This is driving both demand and development across the entire value chain, from the makers of chips used for cloud computing, scaling and building up of data centre capacity, to the designers of apps that enable low-level access for end users. Even new job profiles are emerging, such as prompt engineers, AI trainers and AI consultants.
Globally, regulators are striving to keep up with the rapid pace of the industry. Numerous regulatory initiatives focused on AI are gaining traction at a global level. As UK Prime Minister Rishi Sunak hosted the AI Safety Summit in November, US President Joe Biden issued an executive order to establish AI safety and security standards. A few weeks later, the EU institutions agreed on the AI Act. But it is not just newly enacted regulations that create a need for compliance. There are also a number of existing sets of rules, such as intellectual property and data protection laws, to which AI models and service providers are already subject today.
M&A Environment
The rapid rise of generative AI will have a significant impact on the M&A environment. Generative AI has the potential to change today's business models across many sectors:
- Value chains could be disrupted as generative AI tools are adopted by traditional industries.
- At the same time, entirely new products, sectors and markets are emerging. This is driving the entry of new players.
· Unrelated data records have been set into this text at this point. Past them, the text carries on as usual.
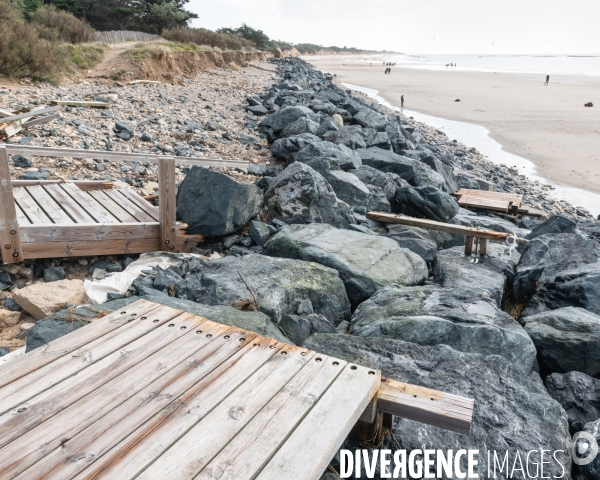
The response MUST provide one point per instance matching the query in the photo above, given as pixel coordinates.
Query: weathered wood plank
(248, 453)
(119, 212)
(85, 201)
(86, 372)
(49, 206)
(151, 384)
(34, 212)
(68, 204)
(167, 183)
(93, 442)
(148, 442)
(199, 445)
(424, 405)
(333, 417)
(120, 156)
(21, 366)
(10, 243)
The momentum created by generative AI has already triggered a new wave of M&A activity. Beyond traditional M&A, cross-industry collaborations are on the rise.
M&A structuring
In an AI-driven environment, addressing the classic M&A challenges of protecting key value drivers and ringfencing as well as allocating risks will require an adaptation of established strategies.
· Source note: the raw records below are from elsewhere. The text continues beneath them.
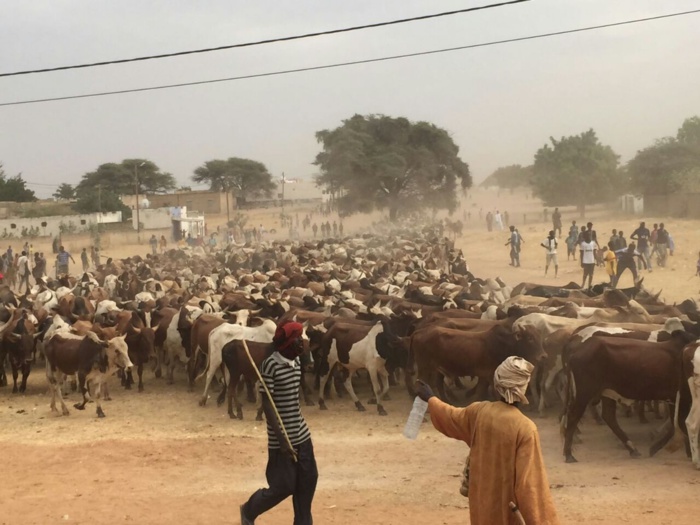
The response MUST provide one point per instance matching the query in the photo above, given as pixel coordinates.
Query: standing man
(556, 221)
(62, 261)
(290, 471)
(550, 244)
(642, 235)
(505, 462)
(23, 271)
(153, 241)
(588, 258)
(662, 241)
(514, 241)
(84, 259)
The founder-owner business structure of many new AI players brings familiar challenges, such as a lack of institutionalised governance, a non-traditional founder-centric organisation and complex financing arrangements. The structural response could be a more flexible allocation of risk and reward, e.g. through partial rather than full acquisitions, alternative pricing structures such as earn-outs and incentive programmes, and reciprocal contingent call/put option structures.
The specific risk profile of AI centric deals or companies using AI will entail additional challenges, which may need to be reflected in potential new warranties, tailored pre-closing undertakings and/or closing conditions:
- Data protection, intellectual property rights as well as regulatory issues will typically play a key role. These issues often do not lend themselves to a purely documents-based due diligence process and require extensive questioning of management teams. In particular, the data used to train and prompt the underlying AI model will come under increased scrutiny during due diligence. Contractual allocation of risks related to the quality, integrity, ownership and usability of the data used will be key to minimising future liability risks.
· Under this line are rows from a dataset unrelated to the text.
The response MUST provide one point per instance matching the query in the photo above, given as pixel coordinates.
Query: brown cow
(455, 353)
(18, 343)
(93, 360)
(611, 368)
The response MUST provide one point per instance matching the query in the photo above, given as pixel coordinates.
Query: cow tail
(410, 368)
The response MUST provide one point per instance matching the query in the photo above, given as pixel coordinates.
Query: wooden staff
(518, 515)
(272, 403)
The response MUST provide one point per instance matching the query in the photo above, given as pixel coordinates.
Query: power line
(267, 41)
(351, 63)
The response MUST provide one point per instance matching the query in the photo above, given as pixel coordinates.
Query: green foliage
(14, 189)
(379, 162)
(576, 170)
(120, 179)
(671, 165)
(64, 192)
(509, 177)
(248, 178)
- Given the legislative efforts in the regulatory area in all major jurisdictions, due diligence will also need to include compliance checks of the AI models against the current and expected AI-specific regulatory environment and stress-testing the maturity of the target’s AI governance processes. This applies in particular to the way in which the AI model has been designed, as well as potential transparency, risk management and documentation requirements. Similarly, the output of the AI model will need to be specifically reviewed for ownership, protectability, potential infringement of third party rights, and regulatory and reputational risks.
- From a commercial perspective, given fierce competition and fast market dynamics, interchangeability, i.e. the ability to move the product to another AI model, may be particularly important to mitigate business continuity risks associated with specific AI models. Talent retention may also play a key role in deal structuring.
For further details please see Generative AI: Five things for lawyers to consider and GenAI: What are the risks associated with its adoption and how do you mitigate those to maximise the opportunities it offers?
M&A process
The M&A process will benefit from generative AI on several levels. Machine learning tools have already been used extensively in recent years, for example to redact personal data and identify certain contractual clauses during due diligence. Generative AI has the potential to take this to a whole new level, e.g. through enhanced contract review and the preparation of entire work products. As with any particular AI solution, the amount and quality of data on which the AI model is trained, as well as the usual contextual adjustments, will play a key role in the effectiveness of the tools. As a result, an excellent knowledge base and market-leading skills in bridging the gap between law and technology will be more important than ever.
Notwithstanding the expected productivity leap driven by generative AI, human advice and interaction will continue to determine the success of M&A processes. This is not only due to the inherent limitations of generative AI models at this stage (e.g., the potential for hallucinations, factual errors, biases), which require expert cross-checking. More importantly, as long as deals are done by humans, professional experience, judgement and negotiation skills will continue to make a critical difference in successful M&A processes.
Wrap-up
Generative AI will transform the M&A landscape. New buyer-target constellations will require an adaptation of risk mitigation and asset protection strategies. More than ever, data, IP, regulatory and compliance risks will need to be at the heart of any due diligence. Generative AI has enormous potential to facilitate the M&A process. Still, human advice and decision-making will continue to be a key success factor for future M&A transactions.